I'm not sure if today's news from PG&E (NYSE:PCG) and recent announcement that its Pacific Gas and Electric Co. filing for bankruptcy is the actual skunk we were smelling the past couple of weeks, but the banking indexes were actually in positive territory just minutes before the PCG announcement. Since the announcement the banking indexes got hit to the downside.
S&P Banking Index Chart - 60-minute interval
The banking indexes and the BIX.X were actually trying to attempt an upward move just before the PG&E news hit the wires. Then "whack" the banks got hit hard. I'm expecting that California banks with some credit exposure to PG&E like BankAmerica (BAC) with a larger amount of exposure are getting hit hard.

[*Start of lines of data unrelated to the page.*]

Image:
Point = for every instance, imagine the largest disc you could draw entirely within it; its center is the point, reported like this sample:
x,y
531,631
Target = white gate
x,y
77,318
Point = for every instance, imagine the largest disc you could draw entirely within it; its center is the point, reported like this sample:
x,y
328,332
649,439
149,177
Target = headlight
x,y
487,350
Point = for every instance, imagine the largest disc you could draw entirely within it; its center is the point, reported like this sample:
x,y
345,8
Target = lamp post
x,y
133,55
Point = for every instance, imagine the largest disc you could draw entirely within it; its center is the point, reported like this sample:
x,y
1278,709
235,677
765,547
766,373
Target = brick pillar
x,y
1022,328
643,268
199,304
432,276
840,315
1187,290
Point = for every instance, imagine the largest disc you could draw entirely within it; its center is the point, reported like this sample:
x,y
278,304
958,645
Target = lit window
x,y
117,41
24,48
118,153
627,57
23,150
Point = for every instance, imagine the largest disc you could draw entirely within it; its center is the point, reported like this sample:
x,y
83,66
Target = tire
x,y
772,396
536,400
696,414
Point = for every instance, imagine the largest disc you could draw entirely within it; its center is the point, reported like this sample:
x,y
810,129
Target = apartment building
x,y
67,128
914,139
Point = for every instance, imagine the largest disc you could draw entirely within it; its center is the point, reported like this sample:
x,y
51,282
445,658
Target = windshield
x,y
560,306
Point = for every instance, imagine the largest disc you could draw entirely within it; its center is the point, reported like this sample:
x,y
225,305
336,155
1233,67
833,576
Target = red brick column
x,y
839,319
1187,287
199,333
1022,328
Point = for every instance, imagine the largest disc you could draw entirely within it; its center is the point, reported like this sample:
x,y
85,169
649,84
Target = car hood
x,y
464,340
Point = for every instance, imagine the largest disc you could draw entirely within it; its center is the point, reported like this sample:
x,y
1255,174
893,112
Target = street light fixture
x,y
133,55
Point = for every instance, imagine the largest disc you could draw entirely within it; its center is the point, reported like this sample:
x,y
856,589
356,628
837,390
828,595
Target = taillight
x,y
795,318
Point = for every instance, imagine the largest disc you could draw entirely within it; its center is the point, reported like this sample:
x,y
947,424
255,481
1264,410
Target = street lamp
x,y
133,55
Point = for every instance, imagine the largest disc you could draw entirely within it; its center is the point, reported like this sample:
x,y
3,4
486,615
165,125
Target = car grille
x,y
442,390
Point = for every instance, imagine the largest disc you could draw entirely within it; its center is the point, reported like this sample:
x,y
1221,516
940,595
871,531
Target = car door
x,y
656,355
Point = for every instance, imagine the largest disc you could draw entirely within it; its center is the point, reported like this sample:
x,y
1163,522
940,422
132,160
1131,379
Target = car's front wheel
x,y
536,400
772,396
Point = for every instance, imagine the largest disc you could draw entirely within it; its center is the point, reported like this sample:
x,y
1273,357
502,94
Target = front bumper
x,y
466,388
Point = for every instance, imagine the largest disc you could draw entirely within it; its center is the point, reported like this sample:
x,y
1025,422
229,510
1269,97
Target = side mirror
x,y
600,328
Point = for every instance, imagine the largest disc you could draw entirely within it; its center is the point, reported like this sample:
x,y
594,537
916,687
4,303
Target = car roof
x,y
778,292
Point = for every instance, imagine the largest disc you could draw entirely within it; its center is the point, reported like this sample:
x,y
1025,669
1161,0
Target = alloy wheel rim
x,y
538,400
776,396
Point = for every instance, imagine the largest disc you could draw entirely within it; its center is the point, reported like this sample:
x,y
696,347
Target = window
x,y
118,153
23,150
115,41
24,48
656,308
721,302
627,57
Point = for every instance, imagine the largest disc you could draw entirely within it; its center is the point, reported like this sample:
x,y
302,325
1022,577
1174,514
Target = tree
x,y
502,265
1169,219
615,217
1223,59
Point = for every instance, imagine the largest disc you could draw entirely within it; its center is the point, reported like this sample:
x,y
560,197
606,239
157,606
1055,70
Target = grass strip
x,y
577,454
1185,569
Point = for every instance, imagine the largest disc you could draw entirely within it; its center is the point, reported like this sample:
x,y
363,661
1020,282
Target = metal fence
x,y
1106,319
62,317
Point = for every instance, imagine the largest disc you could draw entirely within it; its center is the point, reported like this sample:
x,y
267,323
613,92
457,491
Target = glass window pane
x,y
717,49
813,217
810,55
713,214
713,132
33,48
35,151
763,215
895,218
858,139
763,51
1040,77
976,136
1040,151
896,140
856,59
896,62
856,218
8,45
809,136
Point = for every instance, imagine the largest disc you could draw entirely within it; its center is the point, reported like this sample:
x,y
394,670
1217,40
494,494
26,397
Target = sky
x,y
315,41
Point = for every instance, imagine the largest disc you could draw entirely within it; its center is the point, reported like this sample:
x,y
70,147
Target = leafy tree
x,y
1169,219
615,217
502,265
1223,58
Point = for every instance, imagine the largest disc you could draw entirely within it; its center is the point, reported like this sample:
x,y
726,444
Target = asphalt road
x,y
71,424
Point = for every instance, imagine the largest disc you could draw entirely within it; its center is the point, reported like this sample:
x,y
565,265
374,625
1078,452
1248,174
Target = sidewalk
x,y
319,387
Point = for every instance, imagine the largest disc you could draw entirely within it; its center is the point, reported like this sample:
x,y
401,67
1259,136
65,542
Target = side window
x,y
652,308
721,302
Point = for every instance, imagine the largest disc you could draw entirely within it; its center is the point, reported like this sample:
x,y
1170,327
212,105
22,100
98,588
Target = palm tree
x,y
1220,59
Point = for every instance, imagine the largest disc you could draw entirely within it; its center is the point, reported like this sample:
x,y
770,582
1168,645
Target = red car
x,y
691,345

Utility Index Chart (UTY.X) - 60-minute interval.
The UTY.X took PG&E's news with some downside action. Much like the banks, the UTY.X had edged into positive territory today only to get hit hard to the downside. Notice how the free fall stopped right near our 346 level on the retracement bracket we've had in place for a couple of months. Perhaps further proof that a lot of professional traders use tool to identify and trade off of these levels. Since this index blew through the 356 level without stopping, I'd look for that level to begin acting as resistance. Much like today's earlier economic number, the MARKET must now digest this bit of news and begin implementing action plans and trading scenarios. The effects could be far reaching as it relates to other California utilities and banks in that part of the country. I'm not a Utility analyst, but we can surely monitor the technicals going forward to get a better feel for what the MARKET is thinking here. So far the bond market and the above indexes were the most directly affected on the PG&E news. The broader market hasn't been hit so far.
Silver and Gold
With a hint of inflation in hourly wages, a rise of 0.4%, investors have turned into Yukon Cornelius (The character from Rudolph the Red Nosed Reindeer who is always looking for gold). Since gold is generally viewed as good hedge against inflation, the Gold and Silver Index (XAU.X) is attracting some buying.
Gold and Silver Index Daily Chart
At the end of March the downtrend and up trend finally met, and it appeared the downtrend was going to win. Over the past three days prices have gapped back above the downtrend line, and are up 1.19% today. If the market continues to decline on "inflation fears," XAU could be getting ready to test previous highs.
Placer Dome, Newmont Mining, Anglogold
Above are some gold stocks that mimic the performance of the Gold Index. These charts look so similar to the index, as well as each other, I though I put the same symbol in three times. These stocks all have potential to reach their previous highs, but if inflation fears subside they could plunge quickly.
Commodity Research Bureau Index Weekly Chart
Whenever somebody brings up inflation, I like to glance at a chart of the Commodity Research Bureau Index (CRB). This is basically a composite of various metal, energy, meat and agricultural commodity prices. I interpret this index as a snapshot of what companies are paying for raw materials. A rising CRB is potentially inflationary, and thus bad for stocks. Obviously there are other factors that affect inflation, but this is a reasonable gauge. Looking at the weekly chart, we can see that commodity prices are well off of their 2000 highs, and getting ready to fall further. Flat to higher energy and meat prices haven't been enough to offset falling agricultural and metal prices, which are dragging the index lower. Looking at this chart, I'm not overly concerned about inflation in the short-term.